Vision, Dans le rêve, 1879
Le joueur, Dans le rêve, 1879
Eclosion, Dans le rêve, 1879
À rebours de tout ce qui se faisait dans le monde artistique à ce moment-là, les « Noirs » de Redon contrastent avec la peinture claire des impressionnistes, avec qui il partage pourtant une exposition en 1886. Il fait figure d’anachronisme au sein de la scène artistique. En 1879, il publie Dans le Rêve, son premier recueil de lithographies. La lithographie se révèle être un excellent moyen de diffusion de ses fusains. Tirée à seulement 25 exemplaires, l’oeuvre attire l’attention d’Emile Hennequin et Joris-Karl Huysmans, deux critiques séduits par l’étrange artiste, qui se chargeront de la diffusion de l’oeuvre de Redon dans les milieux littéraires parisiens. Sa carrière est lancée : il publie d’autres recueils (6), il expose dans divers galeries et salons. Hennequin parle d’ «un frisson nouveau. » Jean des Esseintes, le personnage créé par Huysmans en 1884 dans À rebours, possède des fusains d’Odilon Redon. C’est à travers lui que l’auteur rend hommage à l’artiste et à son oeuvre symboliste en accord avec les principes fin-de-siècle énoncés dans le roman. 
« Ces dessins étaient en dehors de tout ; ils sautaient, pour la plupart, par-dessus les bornes de la peinture, innovaient un fantastique très spécial, un fantastique de maladie et de délire. Et, en effet, tels de ces visages, mangés par des yeux immenses, par des yeux fous ; tels de ces corps grandis outre mesure ou déformés comme au travers d’une carafe, évoquaient dans la mémoire de des Esseintes des souvenirs de fièvre typhoïde, des souvenirs restés quand même des nuits brûlantes, des affreuses visions de son enfance. » (7)

L’oeil comme un ballon bizarre se dirige vers L’INFINI, A Edgar Poe, 1882

Araignée souriante, 1881

La génération décadente voit en lui un véritable maître, un modèle à suivre dans la lignée de Poe, de Baudelaire et de Mallarmé. Odilon Redon, le peintre du noir, retrouve pourtant la couleur dans les 25 dernières années de sa vie. 

(1)  Selon la formule du critique d’art Thadée Natanson en 1894.
(2)  La figure du dandy ou de l’esthète fin-de-siècle trouve son apogée dans le personnage de Des Esseintes dans À rebours de Huysmans. 

(3)  L’enfant chétif et malade est confié à son oncle, à Peyrelebade, dans les Landes. Cette campagne isolée est à la base de son inspiration. 
(4)  Le panthéisme est une pensée philosophique selon laquelle Dieu est dans tout. 
(5)  Il fréquente notamment celui de Berthe de Rayssac, où il rencontre des musiciens et des peintres comme Fantin-Latour. 
(6)  À Edgar Poe en 1882, Les Origines, La Nuit, La Tentation de saint Antoine… 
(7)  J.-K Huysmans, À Rebours, 1884, Folio classique, Chapitre V, page 140-41

Une réflexion sur “Partie 1 : Le noir fantastique d’Odilon Redon

  1. Très chouette article introductif, bravo !

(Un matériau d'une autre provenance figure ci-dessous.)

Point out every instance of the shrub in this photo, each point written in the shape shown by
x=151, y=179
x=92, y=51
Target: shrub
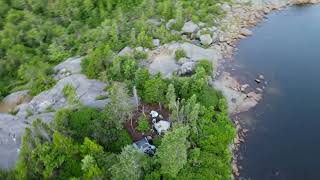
x=69, y=93
x=180, y=53
x=206, y=65
x=101, y=97
x=143, y=124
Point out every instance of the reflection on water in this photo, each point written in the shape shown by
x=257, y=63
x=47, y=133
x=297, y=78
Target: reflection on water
x=284, y=130
x=6, y=108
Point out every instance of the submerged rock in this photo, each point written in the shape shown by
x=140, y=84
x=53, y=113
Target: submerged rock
x=206, y=39
x=186, y=68
x=245, y=32
x=190, y=27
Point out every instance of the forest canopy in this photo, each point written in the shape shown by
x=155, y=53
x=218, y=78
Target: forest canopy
x=89, y=143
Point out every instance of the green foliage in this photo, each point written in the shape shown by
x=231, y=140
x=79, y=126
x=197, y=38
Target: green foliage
x=38, y=76
x=172, y=153
x=119, y=107
x=143, y=124
x=128, y=165
x=36, y=35
x=97, y=61
x=69, y=93
x=180, y=53
x=144, y=40
x=122, y=68
x=154, y=90
x=206, y=65
x=141, y=77
x=77, y=123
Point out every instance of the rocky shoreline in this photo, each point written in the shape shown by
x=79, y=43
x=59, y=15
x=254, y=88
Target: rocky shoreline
x=245, y=17
x=220, y=42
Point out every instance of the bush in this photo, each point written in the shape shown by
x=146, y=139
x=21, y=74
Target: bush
x=69, y=93
x=206, y=65
x=143, y=124
x=180, y=53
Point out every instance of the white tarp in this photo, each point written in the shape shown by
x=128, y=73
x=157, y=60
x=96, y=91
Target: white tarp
x=162, y=126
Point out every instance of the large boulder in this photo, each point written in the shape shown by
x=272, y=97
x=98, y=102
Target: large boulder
x=238, y=101
x=17, y=98
x=11, y=130
x=186, y=68
x=190, y=27
x=206, y=39
x=125, y=51
x=86, y=92
x=163, y=59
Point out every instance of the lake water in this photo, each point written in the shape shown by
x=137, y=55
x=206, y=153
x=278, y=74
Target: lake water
x=284, y=137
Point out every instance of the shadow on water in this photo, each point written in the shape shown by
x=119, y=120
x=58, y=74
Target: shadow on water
x=283, y=141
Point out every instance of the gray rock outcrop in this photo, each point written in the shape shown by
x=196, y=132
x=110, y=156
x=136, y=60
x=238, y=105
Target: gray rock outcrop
x=206, y=39
x=44, y=105
x=17, y=98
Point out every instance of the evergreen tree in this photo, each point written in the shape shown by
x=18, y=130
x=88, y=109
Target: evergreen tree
x=119, y=107
x=128, y=165
x=172, y=153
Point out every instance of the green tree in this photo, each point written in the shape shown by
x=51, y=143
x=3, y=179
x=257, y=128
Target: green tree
x=141, y=76
x=171, y=97
x=129, y=165
x=119, y=107
x=172, y=153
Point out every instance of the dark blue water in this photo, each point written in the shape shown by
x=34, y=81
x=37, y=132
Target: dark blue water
x=284, y=141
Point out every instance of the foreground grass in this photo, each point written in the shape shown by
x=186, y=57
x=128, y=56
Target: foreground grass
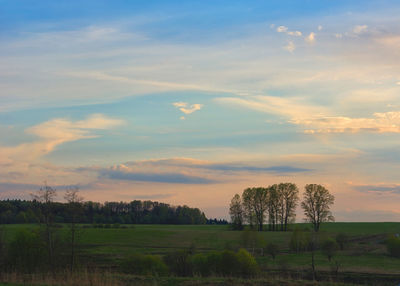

    Sur Redon, j'avais lu un excellent essai, voici quelques années : « La Plume et le pinceau : Odilon Redon et la littérature », de Dario Gamboni. C'est publié chez Minuit… Le livre explore la dimension « littéraire » de l'œuvre de Redon, et plus largement le dialogue qui a pu s'installer à son époque entre graveurs/peintres et écrivains/poètes. J'en ai un excellent souvenir.